Contrat ou loi ? Entrepreneuriat social ou économie sociale par le statut ?
Date de publication :
13 avril 2010 |
Mots clés :
|
---|---|
|
2
Date de publication :
13 avril 2010 |
Mots clés :
|
---|---|
|
Depuis le temps que je tourne ce débat dans ma tête, et que je lis [1] des échanges sur l’entrepreneuriat social, je me disais :
"Qu’est ce qui me chagrine donc dans l’histoire ? Au delà de la question du statut juridique, car je ne suis pas juriste, il y a un fondamental qui me travaille... Quelque chose au niveau des tripes qui me fait dire que cet façon d’entreprendre ne me convient pas !"
Certes, mon activité me fait reposer cette forme alternative d’entreprendre sur des fonds baptismaux plutôt du côté"révolution industrielle" et "mouvement ouvrier naissant". Mais ce n’est pas suffisant pour expliquer mon malaise et surtout mon rejet de ce discours.
Et j’ai trouvé... En lisant un article sur le syndicalisme, j’ai trouvé l’explication à ce sentiment que l’entrepreneuriat social tel qu’on nous le vend est totalement libéral et dans l’esprit économique du moment.
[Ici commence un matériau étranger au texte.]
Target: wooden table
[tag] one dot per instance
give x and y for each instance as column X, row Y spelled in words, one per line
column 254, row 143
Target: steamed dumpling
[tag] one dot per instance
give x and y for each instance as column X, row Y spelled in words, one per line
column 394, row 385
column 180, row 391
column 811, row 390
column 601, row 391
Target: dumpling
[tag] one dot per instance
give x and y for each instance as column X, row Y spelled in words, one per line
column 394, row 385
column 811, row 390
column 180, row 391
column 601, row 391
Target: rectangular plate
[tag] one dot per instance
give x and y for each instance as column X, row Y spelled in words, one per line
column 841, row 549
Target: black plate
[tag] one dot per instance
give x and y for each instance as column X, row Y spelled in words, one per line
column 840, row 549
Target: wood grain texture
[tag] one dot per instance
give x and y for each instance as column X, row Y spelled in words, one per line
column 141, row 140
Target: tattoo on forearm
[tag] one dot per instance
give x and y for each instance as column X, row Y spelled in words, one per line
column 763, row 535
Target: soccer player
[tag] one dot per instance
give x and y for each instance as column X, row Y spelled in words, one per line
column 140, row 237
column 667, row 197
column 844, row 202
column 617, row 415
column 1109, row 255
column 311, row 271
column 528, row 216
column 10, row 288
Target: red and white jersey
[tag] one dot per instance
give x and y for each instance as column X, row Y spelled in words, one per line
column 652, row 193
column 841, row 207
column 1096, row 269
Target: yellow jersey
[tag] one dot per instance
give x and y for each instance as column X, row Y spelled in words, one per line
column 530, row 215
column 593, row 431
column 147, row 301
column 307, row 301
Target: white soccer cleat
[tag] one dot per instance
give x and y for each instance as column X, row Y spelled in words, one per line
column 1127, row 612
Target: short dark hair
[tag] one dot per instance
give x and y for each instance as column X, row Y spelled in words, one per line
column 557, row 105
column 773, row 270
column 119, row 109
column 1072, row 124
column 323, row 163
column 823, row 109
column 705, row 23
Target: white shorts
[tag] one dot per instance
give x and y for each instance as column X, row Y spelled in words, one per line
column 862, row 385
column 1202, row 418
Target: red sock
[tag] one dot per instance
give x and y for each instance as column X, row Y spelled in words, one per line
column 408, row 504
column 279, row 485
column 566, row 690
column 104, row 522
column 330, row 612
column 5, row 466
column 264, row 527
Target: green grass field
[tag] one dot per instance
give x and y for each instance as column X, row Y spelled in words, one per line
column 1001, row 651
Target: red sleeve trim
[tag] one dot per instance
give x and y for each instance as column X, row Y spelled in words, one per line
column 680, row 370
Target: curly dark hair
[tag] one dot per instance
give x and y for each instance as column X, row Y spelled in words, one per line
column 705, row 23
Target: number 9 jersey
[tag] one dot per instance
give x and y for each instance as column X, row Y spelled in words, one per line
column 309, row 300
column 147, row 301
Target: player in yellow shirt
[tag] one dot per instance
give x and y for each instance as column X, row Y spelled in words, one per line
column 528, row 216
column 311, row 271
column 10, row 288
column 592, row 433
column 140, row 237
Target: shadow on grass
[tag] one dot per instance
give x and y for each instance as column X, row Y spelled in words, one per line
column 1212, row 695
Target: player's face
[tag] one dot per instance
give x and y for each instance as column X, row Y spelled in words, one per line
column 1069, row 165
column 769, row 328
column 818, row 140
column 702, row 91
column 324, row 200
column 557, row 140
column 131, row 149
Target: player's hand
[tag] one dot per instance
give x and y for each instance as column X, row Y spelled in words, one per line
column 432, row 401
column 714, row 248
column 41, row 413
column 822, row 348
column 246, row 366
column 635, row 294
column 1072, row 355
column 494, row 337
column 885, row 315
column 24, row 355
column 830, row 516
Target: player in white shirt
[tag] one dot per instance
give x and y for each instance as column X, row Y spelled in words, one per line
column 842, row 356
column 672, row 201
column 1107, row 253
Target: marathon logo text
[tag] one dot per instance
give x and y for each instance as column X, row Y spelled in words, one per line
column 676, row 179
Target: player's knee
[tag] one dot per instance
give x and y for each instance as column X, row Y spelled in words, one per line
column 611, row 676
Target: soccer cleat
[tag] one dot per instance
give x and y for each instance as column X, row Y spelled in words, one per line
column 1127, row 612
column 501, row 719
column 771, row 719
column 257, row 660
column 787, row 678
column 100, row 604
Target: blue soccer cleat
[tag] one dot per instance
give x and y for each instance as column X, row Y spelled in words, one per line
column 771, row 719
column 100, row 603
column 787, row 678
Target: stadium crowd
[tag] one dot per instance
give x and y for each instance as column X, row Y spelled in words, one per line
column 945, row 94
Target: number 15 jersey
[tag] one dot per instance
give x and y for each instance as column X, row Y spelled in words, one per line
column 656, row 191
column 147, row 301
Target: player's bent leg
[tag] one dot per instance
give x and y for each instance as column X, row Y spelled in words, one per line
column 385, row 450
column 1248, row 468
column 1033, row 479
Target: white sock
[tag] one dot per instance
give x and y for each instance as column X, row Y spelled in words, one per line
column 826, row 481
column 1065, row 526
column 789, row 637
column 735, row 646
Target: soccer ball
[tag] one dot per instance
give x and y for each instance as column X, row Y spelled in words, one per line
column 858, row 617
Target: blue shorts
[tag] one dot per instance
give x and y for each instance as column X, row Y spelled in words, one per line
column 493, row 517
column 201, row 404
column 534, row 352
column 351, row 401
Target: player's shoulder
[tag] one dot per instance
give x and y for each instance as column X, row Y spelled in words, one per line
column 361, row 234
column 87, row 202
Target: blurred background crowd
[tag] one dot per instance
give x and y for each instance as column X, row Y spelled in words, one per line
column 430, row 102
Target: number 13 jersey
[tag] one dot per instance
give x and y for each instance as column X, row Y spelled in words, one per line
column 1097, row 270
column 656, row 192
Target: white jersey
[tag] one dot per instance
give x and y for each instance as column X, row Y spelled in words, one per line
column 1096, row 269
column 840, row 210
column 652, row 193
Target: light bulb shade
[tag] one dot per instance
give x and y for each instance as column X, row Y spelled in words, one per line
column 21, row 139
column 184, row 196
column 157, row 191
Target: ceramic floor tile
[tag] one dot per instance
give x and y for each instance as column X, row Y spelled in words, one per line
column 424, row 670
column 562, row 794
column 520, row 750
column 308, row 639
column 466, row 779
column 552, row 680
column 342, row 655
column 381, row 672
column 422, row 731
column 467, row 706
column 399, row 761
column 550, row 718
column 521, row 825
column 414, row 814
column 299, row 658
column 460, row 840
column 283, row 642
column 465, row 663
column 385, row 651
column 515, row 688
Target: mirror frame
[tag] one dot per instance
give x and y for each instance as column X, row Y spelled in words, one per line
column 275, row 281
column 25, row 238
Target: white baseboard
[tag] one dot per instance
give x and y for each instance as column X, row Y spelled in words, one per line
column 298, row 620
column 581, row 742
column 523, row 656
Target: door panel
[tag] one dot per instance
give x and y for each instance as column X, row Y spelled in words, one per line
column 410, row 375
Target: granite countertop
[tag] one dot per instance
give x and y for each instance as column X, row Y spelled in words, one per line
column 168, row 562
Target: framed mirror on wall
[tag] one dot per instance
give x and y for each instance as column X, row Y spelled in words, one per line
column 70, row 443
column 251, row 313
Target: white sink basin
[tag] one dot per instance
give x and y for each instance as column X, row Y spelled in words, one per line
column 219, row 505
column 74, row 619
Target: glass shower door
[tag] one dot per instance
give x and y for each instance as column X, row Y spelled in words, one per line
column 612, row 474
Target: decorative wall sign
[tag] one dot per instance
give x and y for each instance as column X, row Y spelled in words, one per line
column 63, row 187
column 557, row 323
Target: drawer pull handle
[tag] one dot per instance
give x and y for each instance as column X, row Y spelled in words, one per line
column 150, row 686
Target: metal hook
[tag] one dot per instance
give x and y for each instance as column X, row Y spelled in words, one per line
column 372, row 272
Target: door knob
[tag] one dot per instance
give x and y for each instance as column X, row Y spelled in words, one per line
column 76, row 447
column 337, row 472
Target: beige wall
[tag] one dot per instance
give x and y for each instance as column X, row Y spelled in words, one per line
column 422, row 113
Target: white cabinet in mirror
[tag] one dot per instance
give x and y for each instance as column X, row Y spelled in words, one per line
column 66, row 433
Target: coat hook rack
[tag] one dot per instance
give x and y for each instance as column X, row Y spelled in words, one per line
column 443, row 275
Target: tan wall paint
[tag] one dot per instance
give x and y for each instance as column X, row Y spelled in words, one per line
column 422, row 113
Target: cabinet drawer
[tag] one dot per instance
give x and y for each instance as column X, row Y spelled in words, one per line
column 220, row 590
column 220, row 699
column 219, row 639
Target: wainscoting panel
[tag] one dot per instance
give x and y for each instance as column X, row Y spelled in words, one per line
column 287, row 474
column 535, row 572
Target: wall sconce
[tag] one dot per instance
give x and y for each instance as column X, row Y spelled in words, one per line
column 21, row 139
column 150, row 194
En effet, l’approche parmi les syndicats est, grossièrement, un approche par le contrat ou par la loi.
Rappels :
Le contrat :
Un contrat se définit comme une convention formelle ou informelle, passée entre deux parties ou davantage, ayant pour objet l’établissement d’obligations à la charge ou au bénéfice de chacune de ces parties.
La loi :
En droit, la loi désigne une règle juridique suprême, générale et impersonnelle, ou l’ensemble formé de telles règles. Source du droit, la loi est aujourd’hui typiquement prescrite par le Parlement, représentant du peuple et donc titulaire du pouvoir législatif, le pouvoir d’édicter les lois.
Bref, on voit tout de suite les différences entre le contrat et la loi dans les réflexions préalables et leur mise en place pratique ensuite. D’autant que pour appuyer ma réflexion, on peut même s’appuyer encore un peu plus sur l’acceptation du terme "contrat" en droit anglais :
Le droit anglais ne fait pas de distinction entre les contrats de droit privé et les contrats de droit public. Traditionnellement, la Common law a tendance à voir le contrat comme une institution quasiment sacrée (on parle d’ailleurs de sanctity) et à n’accepter qu’une vision stricte et rigoureuse de celui-ci.
En si l’on fait une comparaison, qui vaut ce qu’elle vaut, entre la démarche d’entrepreneuriat social telle qu’on peut la lire et la comprendre, et la démarche d’économie sociale historique, on peut faire des similitudes, sans reprocher de faire un procès à charge, ou encore, sans reprocher de tomber dans une naïveté béate sur l’ESS [2] :
Eléments | Entrepreneuriat social | Economie sociale historique |
Mode de contraintes | Contrat | Statut |
Décisionnaire de la contrainte | Deux parties minimum | Sociétariat [3] |
Mode de choix | Négociation | Démocratie |
Rappelons nous que l’entrepreneuriat social ne mets pas comme préalable le statut juridique collectif comme critère d’acceptation, mais la recherche de bonnes pratiques internes de l’entreprise privée à but social.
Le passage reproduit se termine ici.